I chose the word “xenophilia” for today’s post after finding it in Thomas Moore’s book, Original Self. Moore holds xenophilia in high regard as it serves as an attitude that allows us to deepen our lives, enlarging it beyond the limited scope that ego allows and knows.

All that is not ego is by nature exotic, outside the familiar and usually protected and defended precinct of the self, as so, as we awaken to a life beyond egotistic narcissism, we might feel and attraction to the unfamiliar.” [p. 24]

As I read these words of protection and of defensiveness of the ego, I thought of how people and communities sometimes close the doors of their communities to strangers. When things go wrong, there is an assumption that a stranger is at fault, is the cause. Of course, they are telling the truth, but that truth is blind as the stranger to blame is usually the personal and community shadow, not some outsider who has recently put in an appearance into their community. That attitude changes with more exposure through face-to-face interactions due to communication needs of the workplace or through involvement in children’s school life and extra-curricular activities. When the attitude changes, it is due to a person and a community taking back unconscious projections, something that opens another door, the door of soul.

When we are living only a portion of what a human being is capable of, our lives are incomplete. . . .  Defending ourselves against the stranger is a way of keeping out our own potentiality. The diminishment of our acquaintances is a diminishment of ourselves.”

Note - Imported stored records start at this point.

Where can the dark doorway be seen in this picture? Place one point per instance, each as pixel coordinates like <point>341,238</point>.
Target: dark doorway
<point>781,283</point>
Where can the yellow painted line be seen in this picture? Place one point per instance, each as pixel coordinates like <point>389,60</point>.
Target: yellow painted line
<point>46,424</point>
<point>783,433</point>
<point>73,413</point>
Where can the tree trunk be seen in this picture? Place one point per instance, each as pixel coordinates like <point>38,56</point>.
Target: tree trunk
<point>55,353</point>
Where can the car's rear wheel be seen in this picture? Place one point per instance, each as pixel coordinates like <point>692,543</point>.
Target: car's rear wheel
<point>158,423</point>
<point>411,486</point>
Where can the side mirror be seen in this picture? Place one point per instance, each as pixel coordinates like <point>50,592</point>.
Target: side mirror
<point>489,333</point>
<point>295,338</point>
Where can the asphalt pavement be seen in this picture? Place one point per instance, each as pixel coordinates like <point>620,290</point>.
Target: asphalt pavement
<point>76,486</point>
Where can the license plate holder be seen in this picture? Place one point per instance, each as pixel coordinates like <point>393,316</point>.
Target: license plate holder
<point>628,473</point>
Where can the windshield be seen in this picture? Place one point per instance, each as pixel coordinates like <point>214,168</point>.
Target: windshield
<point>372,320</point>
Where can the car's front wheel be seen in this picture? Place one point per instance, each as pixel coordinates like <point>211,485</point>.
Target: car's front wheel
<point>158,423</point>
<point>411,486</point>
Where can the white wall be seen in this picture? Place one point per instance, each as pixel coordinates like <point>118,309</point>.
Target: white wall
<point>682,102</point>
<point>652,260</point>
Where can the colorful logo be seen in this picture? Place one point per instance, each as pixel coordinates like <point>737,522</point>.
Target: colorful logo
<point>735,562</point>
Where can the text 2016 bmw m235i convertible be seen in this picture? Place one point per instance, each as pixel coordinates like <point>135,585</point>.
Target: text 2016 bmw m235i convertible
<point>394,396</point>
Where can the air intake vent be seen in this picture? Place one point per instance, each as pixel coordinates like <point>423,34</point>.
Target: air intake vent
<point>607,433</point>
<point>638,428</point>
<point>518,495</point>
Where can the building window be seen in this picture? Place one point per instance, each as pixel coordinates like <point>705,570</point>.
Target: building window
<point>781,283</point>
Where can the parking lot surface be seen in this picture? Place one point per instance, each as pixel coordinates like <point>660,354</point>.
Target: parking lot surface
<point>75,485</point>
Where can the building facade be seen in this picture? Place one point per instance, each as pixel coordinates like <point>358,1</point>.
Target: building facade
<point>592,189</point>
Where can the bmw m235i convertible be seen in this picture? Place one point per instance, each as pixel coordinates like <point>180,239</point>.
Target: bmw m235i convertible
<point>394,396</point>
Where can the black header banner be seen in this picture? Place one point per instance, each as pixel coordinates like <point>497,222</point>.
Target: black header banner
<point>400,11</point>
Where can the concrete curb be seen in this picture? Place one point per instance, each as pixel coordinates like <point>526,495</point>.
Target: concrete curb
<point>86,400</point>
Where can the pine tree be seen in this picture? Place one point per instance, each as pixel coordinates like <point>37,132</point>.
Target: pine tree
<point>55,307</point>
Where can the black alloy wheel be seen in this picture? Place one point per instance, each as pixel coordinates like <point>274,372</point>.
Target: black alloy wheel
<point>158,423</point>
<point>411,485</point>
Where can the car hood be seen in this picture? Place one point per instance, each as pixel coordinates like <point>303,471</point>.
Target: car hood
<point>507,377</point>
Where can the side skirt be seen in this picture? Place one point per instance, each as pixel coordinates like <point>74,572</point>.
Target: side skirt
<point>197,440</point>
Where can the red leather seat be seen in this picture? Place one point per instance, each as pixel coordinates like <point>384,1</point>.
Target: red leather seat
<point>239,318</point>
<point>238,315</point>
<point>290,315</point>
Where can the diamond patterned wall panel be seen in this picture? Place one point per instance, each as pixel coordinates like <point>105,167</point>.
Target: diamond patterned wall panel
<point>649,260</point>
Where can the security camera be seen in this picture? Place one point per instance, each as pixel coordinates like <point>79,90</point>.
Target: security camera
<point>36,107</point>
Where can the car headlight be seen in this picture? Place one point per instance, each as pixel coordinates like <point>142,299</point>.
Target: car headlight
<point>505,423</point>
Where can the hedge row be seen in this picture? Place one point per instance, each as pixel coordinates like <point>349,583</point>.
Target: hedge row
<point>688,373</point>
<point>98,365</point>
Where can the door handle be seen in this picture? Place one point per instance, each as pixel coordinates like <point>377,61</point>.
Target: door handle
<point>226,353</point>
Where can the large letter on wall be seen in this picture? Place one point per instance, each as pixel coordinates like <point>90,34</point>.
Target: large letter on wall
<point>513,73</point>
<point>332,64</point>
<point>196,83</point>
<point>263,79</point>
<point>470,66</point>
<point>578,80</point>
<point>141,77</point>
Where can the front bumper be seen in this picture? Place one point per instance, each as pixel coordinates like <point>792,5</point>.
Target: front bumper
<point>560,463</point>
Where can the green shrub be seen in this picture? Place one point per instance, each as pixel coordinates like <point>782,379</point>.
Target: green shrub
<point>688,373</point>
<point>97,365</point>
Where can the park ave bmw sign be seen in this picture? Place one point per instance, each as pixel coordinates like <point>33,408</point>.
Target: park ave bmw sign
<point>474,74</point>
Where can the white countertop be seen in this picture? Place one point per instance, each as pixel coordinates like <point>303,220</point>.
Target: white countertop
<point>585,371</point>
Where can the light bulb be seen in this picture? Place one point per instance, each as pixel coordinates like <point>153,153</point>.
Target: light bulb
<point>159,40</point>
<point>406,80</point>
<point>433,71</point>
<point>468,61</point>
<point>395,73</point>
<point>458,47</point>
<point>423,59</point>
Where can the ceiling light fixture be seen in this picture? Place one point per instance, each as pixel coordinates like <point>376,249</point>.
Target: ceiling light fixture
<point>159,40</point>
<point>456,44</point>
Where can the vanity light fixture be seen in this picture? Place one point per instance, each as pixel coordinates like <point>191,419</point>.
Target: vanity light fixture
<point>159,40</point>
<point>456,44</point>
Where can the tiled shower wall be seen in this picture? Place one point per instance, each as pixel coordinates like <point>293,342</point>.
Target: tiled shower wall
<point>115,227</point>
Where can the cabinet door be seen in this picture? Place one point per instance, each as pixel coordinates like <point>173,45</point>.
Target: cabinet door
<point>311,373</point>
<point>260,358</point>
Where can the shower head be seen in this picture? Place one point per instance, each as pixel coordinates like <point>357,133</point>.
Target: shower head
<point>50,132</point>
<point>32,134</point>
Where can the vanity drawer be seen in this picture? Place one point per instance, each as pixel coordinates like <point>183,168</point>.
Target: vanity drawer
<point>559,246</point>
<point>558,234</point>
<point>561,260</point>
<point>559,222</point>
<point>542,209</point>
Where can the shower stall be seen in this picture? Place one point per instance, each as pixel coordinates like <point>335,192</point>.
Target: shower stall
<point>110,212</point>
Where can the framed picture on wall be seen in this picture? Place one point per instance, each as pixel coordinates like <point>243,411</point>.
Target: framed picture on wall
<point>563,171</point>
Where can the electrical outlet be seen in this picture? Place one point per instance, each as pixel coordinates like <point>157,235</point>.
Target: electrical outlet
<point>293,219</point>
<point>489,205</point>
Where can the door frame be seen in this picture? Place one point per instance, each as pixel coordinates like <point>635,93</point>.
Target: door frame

At my stage of life, xenophilia is as much about following an inner impulse than it is about discovering the outer world and its inhabitants. I have lived most of my life as a quiet, dependable, old soul. I didn’t do many things that would have been considered foolish or juvenile. But somehow, in this later stage of my life I find the foolish jester making his appearance as if, in spite of my gray hair, I am a youth out to experience all that life has to offer before I have to grow up. This emerging fool is known as the puer in Jungian-speak. Perhaps it is the emergence of this holy fool, this eternal figure of youth that has led me to traipsing around the world, eating all sorts of exotic (and sometimes too exotic) foods and trying to learn enough phrases in the language of each country to be polite and friendly, letting all know that I don’t presume that my language is the only important language. So, instead of sitting at home in our quiet rural community through the seasons of the years remaining to me, I find myself journeying with a youth’s curiosity.